I'd Give Anything(27)



When I’d drunk, small sip after small sip, and cleaned the press and my bowl, and put everything away, I called Kirsten. Just weeks ago, I would’ve called Harris, not instinctively, but because he was my husband, the person you call when something happens. But I decided, right then and there, that one of the privileges of having a husband who had lost his mind over a teenager was not calling him when you didn’t feel like it. I didn’t even know where he was. Although he was technically still camping out in the room above the garage, his car hadn’t been in the driveway when I’d gotten home from my mother’s. In fact, his car hadn’t been in the driveway all that much lately, and my near lack of curiosity about where he’d been spending his days surprised even me.

“Tell me you’re calling because you just threw Harris out on his wide ass and you want to celebrate” is how Kirsten answered her phone.

“Could you dial back on the empathy?” I said. “I mean, jeez, compassion is great and all, but this is getting to be too much. And it’s not that wide. I’d say wide is the wrong adjective altogether.”

“Wrong. Harris has man hips. When those big, muscular Big Foot types age, they get man hips, and Harris is no exception.”

“Again with the empathy.”

“Your voice sounds weird. What’s the story, morning glory?”

I shut my eyes for a moment the way I used to do before I opened them and jumped off the ridge into the quarry. Because my mother’s death was about to become real. Even though Agnes and about eight million Fire and Rescue workers and hospital workers and a gaggle of ogling neighbors with coats thrown over their pajamas knew that Adela was dead, it wouldn’t become really real until I told someone I loved. Such was the way of my world.

“My mom died this morning. Or maybe last night.”

“Oh, honey. That’s big.”

And as soon as Kirsten spoke those words, I realized that’s exactly what it was. Maybe not sad. Or painful. Or a relief. Although it might eventually strike me as all of those things. But it was big because, whatever else she’d been or failed to be, Adela had been big.

“Yes.”

I heard bumping and rustling on the other end of the line and knew that Kirsten was putting on shoes, tugging on her coat, probably searching for her keys, which she was always losing. Pretty soon, she’d start rooting around in myriad bags and pockets and drawers for her phone before she realized she was talking to me on it.

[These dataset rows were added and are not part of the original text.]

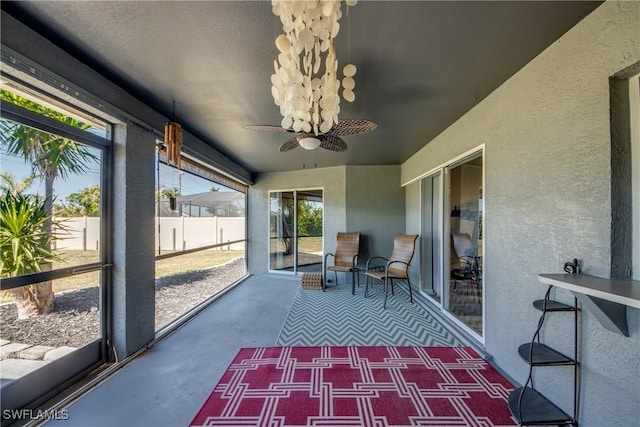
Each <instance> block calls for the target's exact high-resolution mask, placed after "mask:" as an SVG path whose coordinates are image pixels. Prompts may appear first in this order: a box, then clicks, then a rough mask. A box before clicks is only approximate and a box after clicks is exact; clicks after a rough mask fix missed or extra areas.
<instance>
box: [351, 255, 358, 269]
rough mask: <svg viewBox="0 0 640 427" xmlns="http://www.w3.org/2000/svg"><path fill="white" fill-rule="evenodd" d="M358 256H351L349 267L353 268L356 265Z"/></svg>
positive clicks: (354, 266) (356, 266)
mask: <svg viewBox="0 0 640 427" xmlns="http://www.w3.org/2000/svg"><path fill="white" fill-rule="evenodd" d="M359 258H360V257H359V256H358V255H354V256H353V260H351V267H352V268H353V269H354V270H355V269H356V268H357V267H358V259H359Z"/></svg>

“First Harris, now Adela. That’s a shit-ton of change for you at once. Spectacularly bad timing.”

I smiled. “So inconsiderate.”

“Okay, okay, so maybe the timing was outside of Adela’s control,” said Kirsten, in a funny, grudging voice. “Although it’s strange to think of anything being outside of Adela’s control. You’d think she’d be like, ‘Death, bend to my will.’”

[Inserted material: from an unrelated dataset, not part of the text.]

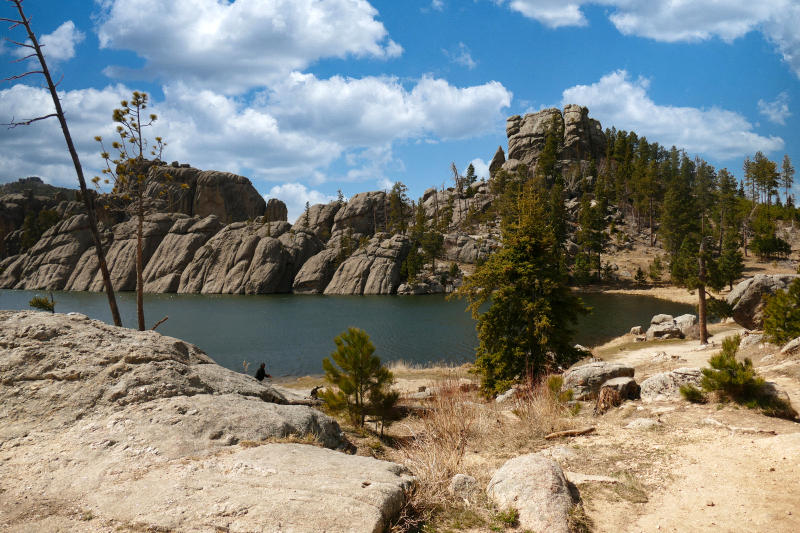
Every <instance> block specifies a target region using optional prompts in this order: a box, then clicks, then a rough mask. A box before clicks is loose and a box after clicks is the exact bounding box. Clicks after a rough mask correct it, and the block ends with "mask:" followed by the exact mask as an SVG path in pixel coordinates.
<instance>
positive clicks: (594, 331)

“Actually, she was like that.”

Silence as this sank in, then: “You know what? Go, Adela!” And then: “Wait. I’m sorry. I should be more sensitive.”

“Why start now?”

“I actually wasn’t being glib, though. For once.”

“I know you weren’t.”

“What did she have? Weeks? Days?”

“Something like that.”

“I’m heading out to my car.”

“Yeah, but where’s your damn phone?”

“Oh crap. Hold on.”

“Kirsten.”

All the rustling paused. I could picture Kirsten coming to a dead stop in her kitchen, her free hand going instantly to her hair. Kirsten always smoothed her hair when she got serious, as if whatever there was to face, she would face it better without flyaways.

“What?”

“When I went over to my mom’s this morning, Avery was still asleep. I left a vague note, giving her permission to ride with a neighbor kid to school. But she’ll be home soon.”

“I’ll help you tell her.”

“She wasn’t that close to my mom, but this is her first death.”

“What about that goldfish?”

“She was four, and I bought a replacement and dropped it into the bowl before she got home from school.”

“Can’t do that with Adela. She was one of a kind.”

“She was.”

“Whoever made her broke the mold.”

“Probably smashed it to smithereens,” I said. “And stomped on the pieces.”

“That’s my girl! See you in ten, Zin Zin.”



When Avery rushed into the house, her cheeks rosy from the cold, she didn’t even take off her coat before she plopped down into Kirsten’s lap.

“You weigh ten tons and are rupturing my internal organs,” said Kirsten, “but, God, you’re gorgeous.”

“All of your organs?” said Avery.

“Every last one. Except my spleen. That seems to be intact.”

Avery bounced. Kirsten yelped.

“Whoop, there it went,” she said.

Avery laughed, stood up, then flopped down onto the rug so the dogs could climb on her. Dobbsey and Walt were so small that when they were overjoyed, their bodies became one big wag.

“Seriously,” said Kirsten to me. “What do people do who have ugly kids?”